# Thinking about buying this Andalusian



## Skyseternalangel (Jul 23, 2011)

Beautiful, any video of the horse moving?


----------



## soenjer55 (Dec 4, 2011)

I think he's beautiful. I can't really spot anything glaringly wrong with him. Big hip, short pasterns, maybe slightly long canon bones, maybe a straight shoulder, I'm not sure, but I think he's a very handsome guy!


----------



## tinyliny (Oct 31, 2009)

he's cute. he sure has a big head. Nice shoulder!


----------



## nyx (Jun 12, 2012)

He does have a big head! Looks a little ewe necked.. You can send him my way if you want lol hes gorgeous!


----------



## blue eyed pony (Jun 20, 2011)

^ not ewe necked IMO, just straight where you're used to seeing lots of arch (thin Andalusian, think big archy neck, right?). Still not attractive, but not as bad as a true ewe neck, and could be made to look nicer with good dressage work. The bottom line of a ewe neck is equal to or longer than the top line, that's not the case in this horse where the top line is significantly longer.

Other than the neck, and the big head, I quite like him.
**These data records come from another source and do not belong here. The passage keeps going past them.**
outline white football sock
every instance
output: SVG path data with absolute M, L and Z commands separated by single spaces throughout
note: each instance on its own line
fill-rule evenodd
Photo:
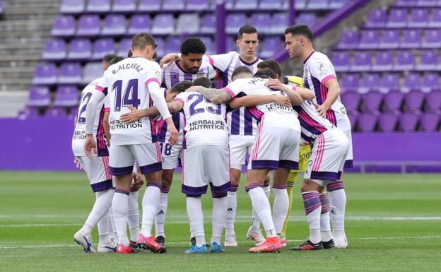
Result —
M 196 238 L 196 245 L 201 247 L 206 244 L 201 196 L 187 198 L 187 214 L 190 222 L 192 235 Z
M 139 236 L 139 204 L 138 191 L 130 192 L 129 195 L 128 223 L 130 230 L 130 240 L 136 242 Z
M 165 214 L 167 213 L 167 204 L 168 201 L 168 194 L 160 193 L 159 199 L 159 206 L 158 212 L 155 218 L 155 237 L 163 236 L 165 237 L 164 232 L 164 222 L 165 221 Z
M 129 194 L 129 191 L 121 189 L 115 190 L 112 203 L 118 243 L 122 244 L 124 247 L 129 246 L 129 238 L 127 238 Z
M 225 216 L 227 215 L 227 201 L 226 196 L 213 198 L 211 244 L 216 242 L 220 245 L 220 237 L 222 236 L 222 232 L 223 232 Z
M 147 186 L 142 200 L 143 217 L 141 233 L 145 237 L 151 237 L 151 228 L 158 211 L 160 190 L 153 185 Z

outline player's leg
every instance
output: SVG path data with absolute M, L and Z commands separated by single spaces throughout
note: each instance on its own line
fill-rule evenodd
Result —
M 196 146 L 182 150 L 182 191 L 187 196 L 187 213 L 194 244 L 185 253 L 206 253 L 204 214 L 201 196 L 206 193 L 207 178 L 204 169 L 201 148 Z

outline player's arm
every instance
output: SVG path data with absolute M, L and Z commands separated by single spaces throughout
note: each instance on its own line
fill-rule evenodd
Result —
M 92 92 L 92 97 L 86 109 L 86 141 L 84 143 L 84 152 L 89 158 L 92 158 L 91 151 L 96 154 L 96 143 L 93 138 L 93 120 L 96 115 L 98 104 L 105 97 L 107 88 L 97 86 Z
M 242 97 L 235 97 L 230 101 L 228 105 L 232 109 L 238 109 L 242 107 L 252 107 L 268 103 L 277 103 L 285 107 L 291 106 L 289 97 L 285 95 L 245 95 Z

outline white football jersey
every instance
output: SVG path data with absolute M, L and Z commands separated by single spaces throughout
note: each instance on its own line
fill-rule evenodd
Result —
M 78 102 L 78 111 L 76 117 L 76 124 L 75 131 L 72 136 L 72 150 L 76 156 L 86 156 L 84 153 L 84 141 L 86 140 L 86 109 L 92 92 L 95 90 L 97 84 L 102 78 L 97 78 L 88 84 L 81 92 L 81 97 Z M 97 152 L 98 156 L 108 156 L 109 150 L 105 138 L 104 126 L 102 124 L 102 117 L 104 115 L 104 104 L 107 97 L 98 104 L 97 107 L 97 114 L 93 121 L 93 136 L 95 137 L 97 143 Z M 92 155 L 97 155 L 92 152 Z
M 184 107 L 184 148 L 198 146 L 228 147 L 225 104 L 214 104 L 198 93 L 181 93 L 175 98 Z
M 245 61 L 240 59 L 239 53 L 235 51 L 227 54 L 206 56 L 206 59 L 216 69 L 222 72 L 223 87 L 231 83 L 231 76 L 236 68 L 245 66 L 254 74 L 257 71 L 257 64 L 262 61 L 259 58 L 251 63 Z M 245 107 L 227 113 L 227 123 L 230 134 L 232 135 L 257 135 L 257 122 L 253 118 L 249 110 Z
M 184 72 L 178 61 L 176 61 L 163 68 L 163 87 L 170 90 L 176 83 L 182 81 L 193 81 L 202 76 L 215 79 L 218 74 L 219 73 L 206 61 L 202 61 L 202 64 L 196 73 Z
M 323 104 L 326 100 L 328 88 L 324 84 L 331 78 L 336 78 L 336 74 L 329 59 L 324 54 L 312 52 L 303 65 L 303 81 L 305 88 L 314 91 L 314 102 L 319 105 Z M 346 109 L 339 96 L 327 112 L 327 119 L 336 125 L 337 120 L 343 118 L 346 118 Z M 347 129 L 344 127 L 339 128 L 342 130 Z
M 153 117 L 143 117 L 124 124 L 122 114 L 129 112 L 127 107 L 146 109 L 153 105 L 147 84 L 160 85 L 159 64 L 142 57 L 130 57 L 110 66 L 96 87 L 109 97 L 109 123 L 111 143 L 128 145 L 153 143 L 157 141 Z

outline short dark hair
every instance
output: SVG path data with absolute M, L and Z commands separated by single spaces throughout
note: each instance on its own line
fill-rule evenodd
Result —
M 124 57 L 117 56 L 114 58 L 110 59 L 110 61 L 109 61 L 109 66 L 113 65 L 114 64 L 117 64 L 118 62 L 121 61 L 122 60 L 124 59 L 125 58 Z
M 184 92 L 185 90 L 190 87 L 192 87 L 192 83 L 189 81 L 184 81 L 175 84 L 173 87 L 170 89 L 170 92 L 180 93 Z
M 146 47 L 153 45 L 156 47 L 156 41 L 153 36 L 145 32 L 138 33 L 131 38 L 131 48 L 133 49 L 143 49 Z
M 301 35 L 306 37 L 307 39 L 312 42 L 312 31 L 307 25 L 303 24 L 297 24 L 285 30 L 285 35 L 291 34 L 293 36 Z
M 240 27 L 240 28 L 239 28 L 239 32 L 237 32 L 237 40 L 242 40 L 242 37 L 243 36 L 244 33 L 257 33 L 257 30 L 256 29 L 256 28 L 251 25 L 242 25 Z
M 189 37 L 181 43 L 181 54 L 205 54 L 206 47 L 202 40 L 197 37 Z
M 112 60 L 112 59 L 114 58 L 115 57 L 117 57 L 117 55 L 115 55 L 114 54 L 106 54 L 105 55 L 104 55 L 102 60 L 109 63 Z
M 276 75 L 270 69 L 264 69 L 259 70 L 256 73 L 254 73 L 254 78 L 276 78 Z
M 251 71 L 251 70 L 249 70 L 249 68 L 242 65 L 235 69 L 235 71 L 233 72 L 233 74 L 231 75 L 231 78 L 234 78 L 236 76 L 241 73 L 249 73 L 252 76 L 252 72 Z
M 212 88 L 213 83 L 211 81 L 205 76 L 197 78 L 193 81 L 194 86 L 202 86 L 205 88 Z
M 274 73 L 274 74 L 282 75 L 282 67 L 281 67 L 278 61 L 274 59 L 266 59 L 259 62 L 257 64 L 257 69 L 259 70 L 269 69 Z

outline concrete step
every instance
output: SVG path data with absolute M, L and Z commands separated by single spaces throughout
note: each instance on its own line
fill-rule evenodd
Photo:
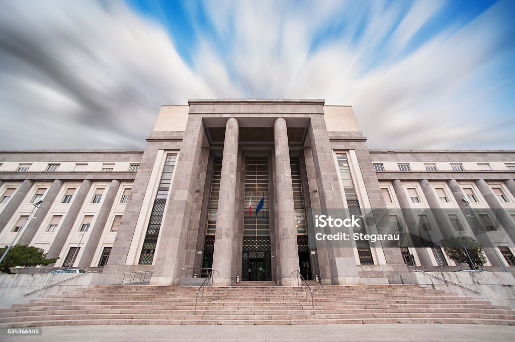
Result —
M 446 323 L 514 325 L 515 321 L 498 319 L 473 318 L 370 318 L 304 320 L 208 320 L 208 319 L 68 319 L 58 321 L 27 321 L 0 323 L 0 327 L 48 327 L 52 326 L 85 326 L 107 325 L 315 325 L 330 324 L 387 324 L 387 323 Z
M 314 286 L 315 310 L 296 286 L 96 285 L 0 309 L 0 326 L 114 324 L 515 323 L 515 311 L 417 285 Z M 151 322 L 144 323 L 143 322 Z M 191 323 L 191 322 L 195 323 Z M 139 323 L 138 323 L 139 322 Z

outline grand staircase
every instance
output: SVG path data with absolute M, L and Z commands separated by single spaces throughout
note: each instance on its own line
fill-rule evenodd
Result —
M 245 284 L 245 285 L 248 285 Z M 0 309 L 0 327 L 58 325 L 515 324 L 515 311 L 416 285 L 206 287 L 97 285 Z

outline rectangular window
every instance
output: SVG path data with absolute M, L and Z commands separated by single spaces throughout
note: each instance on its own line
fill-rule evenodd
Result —
M 463 191 L 465 192 L 465 194 L 469 199 L 469 201 L 472 203 L 477 203 L 479 201 L 474 194 L 474 191 L 472 188 L 464 188 Z
M 48 164 L 48 166 L 46 167 L 46 171 L 57 171 L 57 169 L 59 168 L 59 165 L 61 164 Z
M 352 174 L 351 173 L 347 154 L 336 153 L 336 161 L 338 163 L 341 186 L 345 194 L 345 198 L 347 203 L 347 207 L 349 208 L 349 214 L 354 215 L 355 217 L 359 217 L 362 215 L 361 206 L 359 205 L 357 194 L 356 193 L 356 188 L 352 181 Z M 365 227 L 355 227 L 352 228 L 352 230 L 354 233 L 367 233 Z M 357 248 L 359 263 L 362 265 L 373 265 L 374 259 L 368 241 L 356 241 L 356 247 Z
M 104 164 L 102 166 L 102 171 L 113 171 L 114 169 L 114 164 Z
M 419 215 L 419 226 L 426 231 L 433 230 L 431 226 L 429 224 L 426 215 Z
M 75 168 L 74 171 L 85 171 L 88 168 L 88 164 L 84 163 L 78 163 L 75 164 Z
M 497 228 L 494 226 L 493 224 L 492 223 L 492 221 L 490 221 L 490 218 L 486 214 L 480 214 L 479 215 L 479 220 L 481 223 L 483 223 L 483 226 L 485 227 L 485 229 L 487 231 L 495 231 L 497 230 Z
M 307 235 L 306 228 L 306 210 L 304 205 L 304 192 L 300 173 L 300 159 L 290 158 L 291 170 L 291 181 L 293 186 L 293 205 L 295 209 L 295 227 L 298 236 Z M 259 194 L 258 195 L 259 197 Z M 298 240 L 300 241 L 300 240 Z
M 79 254 L 80 250 L 80 247 L 70 247 L 68 254 L 66 255 L 66 258 L 64 258 L 64 262 L 63 262 L 63 266 L 71 267 L 73 266 L 73 263 L 75 262 L 75 259 L 77 258 L 77 256 Z
M 164 207 L 166 205 L 166 199 L 168 198 L 168 193 L 170 190 L 177 159 L 177 153 L 168 153 L 166 155 L 166 160 L 158 187 L 158 193 L 154 200 L 145 239 L 143 240 L 143 246 L 141 248 L 140 261 L 138 263 L 140 265 L 151 265 L 153 260 Z
M 402 231 L 402 227 L 401 224 L 399 223 L 399 219 L 395 215 L 390 215 L 390 220 L 391 221 L 392 225 L 393 227 L 393 231 Z
M 72 188 L 71 189 L 67 189 L 66 190 L 66 193 L 64 194 L 64 197 L 63 197 L 63 203 L 69 203 L 72 201 L 72 198 L 73 197 L 73 194 L 75 193 L 75 188 Z
M 440 199 L 440 201 L 441 201 L 442 203 L 449 203 L 449 200 L 447 198 L 447 196 L 445 195 L 445 192 L 444 191 L 443 188 L 437 188 L 436 193 L 438 194 L 438 198 Z
M 13 227 L 12 230 L 11 231 L 15 233 L 21 230 L 22 228 L 23 227 L 23 225 L 25 224 L 25 222 L 27 222 L 27 219 L 28 218 L 28 215 L 20 217 L 20 218 L 18 219 L 18 222 L 17 222 L 16 224 L 14 225 L 14 226 Z
M 375 171 L 384 171 L 385 168 L 383 164 L 374 164 L 374 170 Z
M 477 168 L 483 171 L 492 169 L 492 168 L 490 167 L 490 164 L 488 163 L 477 163 Z
M 384 199 L 386 204 L 389 204 L 392 203 L 391 196 L 390 195 L 390 191 L 388 191 L 388 189 L 382 188 L 381 193 L 383 194 L 383 198 Z
M 111 231 L 118 231 L 118 228 L 120 226 L 120 222 L 122 222 L 122 215 L 116 215 L 113 220 L 113 224 L 111 225 Z
M 415 266 L 413 264 L 413 260 L 411 259 L 411 254 L 409 253 L 409 249 L 407 247 L 401 247 L 401 254 L 402 255 L 402 258 L 404 259 L 404 263 L 407 266 Z
M 18 171 L 28 171 L 32 164 L 20 164 L 18 167 Z
M 418 197 L 418 194 L 417 193 L 417 190 L 413 188 L 408 189 L 408 193 L 409 194 L 409 197 L 411 199 L 412 203 L 420 203 L 420 200 Z
M 8 188 L 6 190 L 4 194 L 2 195 L 2 198 L 0 199 L 0 204 L 5 204 L 7 203 L 9 201 L 9 199 L 14 193 L 15 190 L 16 189 L 13 188 Z
M 84 217 L 84 219 L 82 219 L 82 223 L 80 225 L 80 227 L 79 228 L 79 231 L 88 231 L 88 230 L 90 228 L 90 225 L 91 224 L 91 221 L 93 220 L 93 217 L 92 215 L 88 215 Z
M 62 218 L 62 215 L 54 215 L 52 217 L 52 220 L 50 221 L 50 224 L 46 228 L 46 231 L 48 232 L 54 232 L 57 229 L 57 226 L 59 225 L 59 222 L 61 222 L 61 219 Z
M 100 257 L 100 261 L 98 262 L 98 267 L 100 267 L 105 266 L 107 264 L 107 261 L 109 260 L 109 256 L 111 255 L 111 250 L 112 247 L 105 247 L 102 251 L 102 255 Z
M 401 171 L 411 171 L 409 168 L 409 164 L 397 164 L 399 166 L 399 169 Z
M 457 215 L 449 215 L 449 220 L 455 230 L 458 231 L 463 231 L 465 230 L 463 229 L 461 224 L 459 223 L 459 219 L 458 219 Z
M 102 200 L 102 194 L 104 193 L 104 189 L 103 188 L 101 189 L 97 189 L 95 190 L 95 195 L 93 196 L 93 201 L 91 201 L 92 203 L 99 203 L 100 201 Z
M 500 188 L 493 188 L 492 190 L 493 190 L 493 193 L 495 194 L 495 196 L 497 196 L 497 198 L 499 200 L 500 202 L 501 203 L 508 203 L 508 199 L 507 199 L 506 196 L 504 195 L 504 193 L 503 193 L 503 190 L 501 190 Z
M 122 199 L 120 200 L 120 203 L 124 204 L 127 203 L 129 201 L 129 195 L 130 194 L 130 188 L 124 189 L 124 192 L 122 194 Z
M 506 246 L 499 246 L 498 248 L 508 264 L 510 266 L 515 266 L 515 257 L 513 257 L 513 253 L 510 250 L 509 248 Z
M 208 212 L 207 235 L 214 235 L 218 219 L 218 196 L 220 192 L 220 180 L 222 173 L 222 158 L 215 158 L 213 161 L 213 177 L 211 191 L 209 194 L 209 210 Z
M 43 196 L 45 195 L 45 191 L 46 191 L 46 188 L 38 189 L 36 190 L 36 195 L 34 195 L 34 198 L 32 199 L 32 203 L 36 203 L 41 200 Z

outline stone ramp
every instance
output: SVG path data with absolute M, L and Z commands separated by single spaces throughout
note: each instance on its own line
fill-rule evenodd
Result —
M 310 285 L 311 286 L 311 285 Z M 0 309 L 0 327 L 86 325 L 515 325 L 508 307 L 416 285 L 305 287 L 96 285 Z

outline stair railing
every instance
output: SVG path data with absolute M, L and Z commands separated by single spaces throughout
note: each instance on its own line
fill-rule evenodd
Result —
M 85 274 L 88 274 L 88 273 L 102 273 L 102 271 L 89 271 L 87 272 L 84 272 L 84 273 L 79 273 L 76 276 L 74 276 L 73 277 L 70 277 L 70 278 L 67 278 L 65 279 L 64 279 L 63 280 L 60 280 L 60 281 L 58 281 L 57 282 L 55 282 L 53 284 L 50 284 L 49 285 L 47 285 L 46 286 L 44 286 L 42 287 L 40 287 L 39 289 L 38 289 L 37 290 L 35 290 L 33 291 L 31 291 L 30 292 L 28 292 L 28 293 L 26 293 L 25 294 L 24 294 L 23 295 L 24 296 L 28 296 L 29 295 L 30 295 L 30 294 L 32 294 L 33 293 L 34 293 L 35 292 L 37 292 L 38 291 L 39 291 L 40 290 L 42 290 L 43 289 L 47 289 L 48 287 L 50 287 L 54 286 L 54 285 L 57 285 L 58 284 L 60 284 L 61 283 L 63 283 L 65 281 L 68 281 L 68 280 L 70 280 L 71 279 L 73 279 L 74 278 L 77 278 L 78 277 L 81 277 L 82 276 L 83 276 Z
M 200 293 L 200 290 L 202 290 L 202 299 L 201 299 L 200 302 L 203 302 L 204 301 L 204 289 L 205 288 L 205 285 L 206 283 L 208 284 L 208 286 L 210 286 L 210 285 L 213 284 L 213 272 L 219 273 L 219 272 L 217 271 L 215 271 L 212 268 L 211 271 L 208 274 L 208 276 L 205 279 L 204 279 L 204 281 L 202 282 L 202 285 L 201 285 L 199 288 L 197 289 L 197 293 L 195 297 L 195 308 L 193 309 L 194 315 L 197 314 L 197 302 L 198 301 L 198 295 Z M 210 284 L 210 282 L 208 281 L 208 280 L 210 280 L 211 283 Z M 207 283 L 206 283 L 206 282 L 207 282 Z
M 297 273 L 299 274 L 299 275 L 300 276 L 300 279 L 301 279 L 301 281 L 299 283 L 299 277 L 298 277 L 298 276 L 297 276 L 297 286 L 300 286 L 301 287 L 301 289 L 303 289 L 304 288 L 304 285 L 302 285 L 302 282 L 303 282 L 303 281 L 304 282 L 304 283 L 306 285 L 306 291 L 305 291 L 305 292 L 306 292 L 306 301 L 307 301 L 307 300 L 308 300 L 308 297 L 307 297 L 307 290 L 309 290 L 309 291 L 310 291 L 310 293 L 311 294 L 311 310 L 313 310 L 313 312 L 312 313 L 312 314 L 314 314 L 315 313 L 315 301 L 313 300 L 313 291 L 312 290 L 311 290 L 311 287 L 310 287 L 310 285 L 307 284 L 307 282 L 306 281 L 306 280 L 305 279 L 304 279 L 304 277 L 302 276 L 302 275 L 301 274 L 300 272 L 299 271 L 298 269 L 296 269 L 294 272 L 291 272 L 291 273 L 293 274 L 294 273 L 295 273 L 296 272 Z
M 438 277 L 438 276 L 435 276 L 434 274 L 431 274 L 431 273 L 429 273 L 428 272 L 426 272 L 425 271 L 422 271 L 421 269 L 419 269 L 418 268 L 416 268 L 415 271 L 409 270 L 409 272 L 422 272 L 422 273 L 423 273 L 424 274 L 426 274 L 428 276 L 431 276 L 431 277 L 433 277 L 434 278 L 437 278 L 437 279 L 441 279 L 441 280 L 443 280 L 444 281 L 447 282 L 448 283 L 451 283 L 451 284 L 454 284 L 454 285 L 457 285 L 459 286 L 461 286 L 461 287 L 464 287 L 465 289 L 466 289 L 467 290 L 470 290 L 471 291 L 473 291 L 473 292 L 475 292 L 476 293 L 482 293 L 481 291 L 478 291 L 477 290 L 474 290 L 473 289 L 471 289 L 470 287 L 468 287 L 466 286 L 465 286 L 464 285 L 461 285 L 461 284 L 459 284 L 458 283 L 454 282 L 454 281 L 451 281 L 451 280 L 448 280 L 448 279 L 446 279 L 444 278 L 442 278 L 441 277 Z

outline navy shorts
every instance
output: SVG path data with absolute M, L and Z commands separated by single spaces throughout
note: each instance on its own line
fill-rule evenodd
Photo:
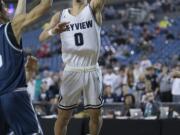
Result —
M 0 135 L 43 135 L 27 91 L 0 96 Z

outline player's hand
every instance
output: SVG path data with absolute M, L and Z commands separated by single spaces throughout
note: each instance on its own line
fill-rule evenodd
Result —
M 68 24 L 69 22 L 60 22 L 56 24 L 56 26 L 52 29 L 52 33 L 54 35 L 60 34 L 66 30 L 68 30 Z
M 38 61 L 33 56 L 27 57 L 27 62 L 25 64 L 25 68 L 28 72 L 36 72 L 38 69 Z

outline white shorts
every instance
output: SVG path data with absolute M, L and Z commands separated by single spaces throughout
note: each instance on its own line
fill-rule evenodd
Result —
M 81 96 L 85 109 L 103 106 L 102 73 L 99 66 L 65 67 L 58 107 L 65 110 L 76 108 Z

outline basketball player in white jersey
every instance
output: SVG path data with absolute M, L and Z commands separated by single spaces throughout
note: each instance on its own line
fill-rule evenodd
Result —
M 72 0 L 72 8 L 56 13 L 40 35 L 40 41 L 59 34 L 63 22 L 66 31 L 60 34 L 65 63 L 55 135 L 66 135 L 72 109 L 83 95 L 84 108 L 90 114 L 90 134 L 98 135 L 102 125 L 102 75 L 98 66 L 100 29 L 105 0 Z M 76 133 L 74 133 L 76 134 Z

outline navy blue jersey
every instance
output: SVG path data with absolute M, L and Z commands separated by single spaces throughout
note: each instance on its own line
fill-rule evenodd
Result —
M 18 45 L 11 23 L 0 25 L 0 96 L 26 87 L 22 43 Z

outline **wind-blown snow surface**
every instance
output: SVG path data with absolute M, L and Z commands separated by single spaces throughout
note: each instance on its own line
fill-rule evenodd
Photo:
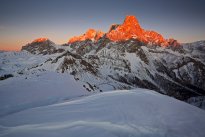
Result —
M 1 137 L 204 137 L 205 112 L 145 89 L 104 92 L 0 117 Z
M 44 72 L 0 82 L 0 116 L 88 95 L 70 75 Z

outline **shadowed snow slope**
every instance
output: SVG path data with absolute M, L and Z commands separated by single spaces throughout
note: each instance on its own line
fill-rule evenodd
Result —
M 204 137 L 205 112 L 145 89 L 104 92 L 0 117 L 0 137 Z

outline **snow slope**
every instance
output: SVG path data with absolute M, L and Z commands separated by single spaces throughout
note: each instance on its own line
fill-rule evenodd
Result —
M 157 92 L 103 92 L 0 117 L 0 137 L 204 137 L 205 112 Z
M 0 81 L 0 117 L 89 92 L 69 74 L 42 72 Z

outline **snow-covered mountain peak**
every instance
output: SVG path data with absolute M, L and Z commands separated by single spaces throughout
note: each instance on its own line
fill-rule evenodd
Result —
M 69 39 L 68 43 L 80 42 L 85 40 L 97 41 L 104 35 L 104 32 L 94 29 L 88 29 L 85 34 L 81 36 L 74 36 Z

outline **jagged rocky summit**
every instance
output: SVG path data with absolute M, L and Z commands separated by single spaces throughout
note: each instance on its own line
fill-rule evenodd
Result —
M 69 73 L 90 92 L 140 87 L 205 106 L 205 41 L 165 39 L 134 16 L 107 33 L 89 29 L 61 46 L 41 38 L 22 50 L 50 56 L 35 70 Z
Slightly long back for his body, and very long cannons. His body itself is quite nicely proportioned with shoulder/hip/barrel all roughly equal in size. I say his back is a tad long for his body because the point of his croup is quite far back.

EDIT; and is it just me or is he a tad back at the knee? Back at the knee isn't a good thing, but he's not terrible. I just wouldn't use him for a lot of high-impact riding such as jumping or barrels.


----------